Sleep? What’s That? Ways to Reset Your Sleep Clock.

Trouble getting enough sleep? Circadian Rhythm out of sync?  Suffering from insomnia?  Do any of these sound like you?  Looking for natural ways to recharge and reset?

Are you getting enough quality sleep?  8 hours is the recommended amount of sleep needed for a healthy adult to function properly.  However, did you know that science has proven that the more sleep you get before midnight, the better.  That’s because the sleep you get before midnight is more likely to be deeper, restorative non-REM sleep.  Getting to bed earlier will allow you to get more restful sleep.  Our bodies naturally respond to light and dark.  When the sun goes down our bodies naturally start to produce melatonin, wind down and tell our brains to seek rest.  When the sun comes up our bodies begin to produce cortisol which tells the body to wake up, be alert and productive.  With the invention of artificial light, our bodies have been tricked into thinking it is daylight, when it is actually dark outside, boosting cortisol and reducing the production of melatonin, making it much harder to get restful sleep.  These artificial sources of light; cell phones, computers, tablets, and TVs, can emit more cortisol stimulating light rays than the actual sun…yikes!!  Knowing that these devices can suppress the production of the sleep inducing hormone melatonin, makes playing on your phone just before bed a bad idea that is bound to lead to insomnia or at the very least, less restful sleep.  Just an FYI…humans aren’t meant to be nocturnal creatures.  We are actually diurnal, and meant to be awake during the day.  None of us are actually “night people,” technology and artificial light have made us this way.
So, how do we reset our internal clocks?  Studies show that going camping for just one week, in nature, without any electronic devices can and has successfully turned “night owls’ into “early birds.”  It’s a relaxing and wonderful way to reset your body and improve your sleep schedule and overall health.

Additionally, you can use essential oils such as, Tranquil, Rutavala, Lavender, Cedarwood, or StressAway by Young Living in a massage on the feet and crown of your head to help prepare you for a good night’s sleep.  Try drinking some warm almond, cashew, or coconut milk then sprinkle with ground nutmeg, cinnamon and cardamom to help support healthy digestion and restful sleep.

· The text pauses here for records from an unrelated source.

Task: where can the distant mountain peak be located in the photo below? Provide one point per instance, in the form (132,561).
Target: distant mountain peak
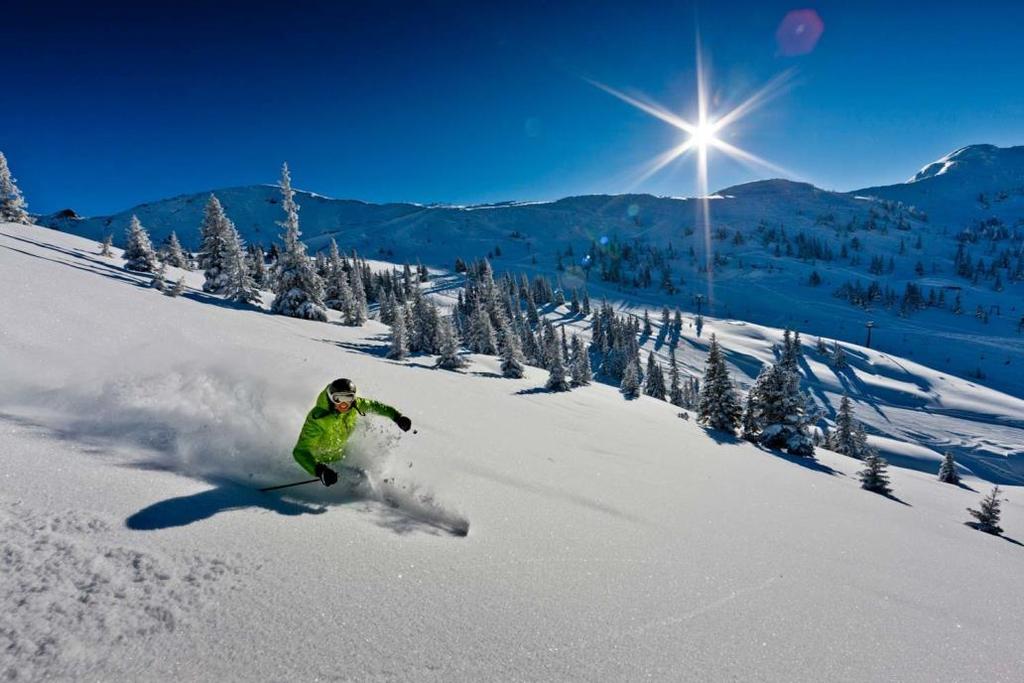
(977,156)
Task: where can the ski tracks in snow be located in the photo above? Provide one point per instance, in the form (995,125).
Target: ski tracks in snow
(72,592)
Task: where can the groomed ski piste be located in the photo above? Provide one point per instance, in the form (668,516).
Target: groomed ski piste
(607,540)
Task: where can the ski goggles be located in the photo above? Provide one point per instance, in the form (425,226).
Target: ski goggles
(346,398)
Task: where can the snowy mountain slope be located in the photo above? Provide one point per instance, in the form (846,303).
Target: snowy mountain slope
(609,540)
(768,238)
(976,182)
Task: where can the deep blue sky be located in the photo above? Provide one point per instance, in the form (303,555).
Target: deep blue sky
(109,104)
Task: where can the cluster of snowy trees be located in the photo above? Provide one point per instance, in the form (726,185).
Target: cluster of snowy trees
(495,317)
(775,413)
(140,257)
(13,208)
(303,286)
(226,265)
(615,341)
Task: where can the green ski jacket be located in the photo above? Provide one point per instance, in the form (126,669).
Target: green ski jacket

Another option would be to turn off electronic devices an hour before bedtime to give your body time to wind down and prepare to rest. And, if you’re really feeling adventurous, try an electricity-free weekend at home.  Using only candlelight to light the house and turn off all electronic devices.

The easiest way to start implementing these changes to improve our sleep is through gradual modification.  Try going to bed 30 minutes early for the first week. By week two move that back another 30 minutes.  Make it a goal to be in bed between 9:00 and 9:30pm and asleep by 10:00pm.  Your body will thank you!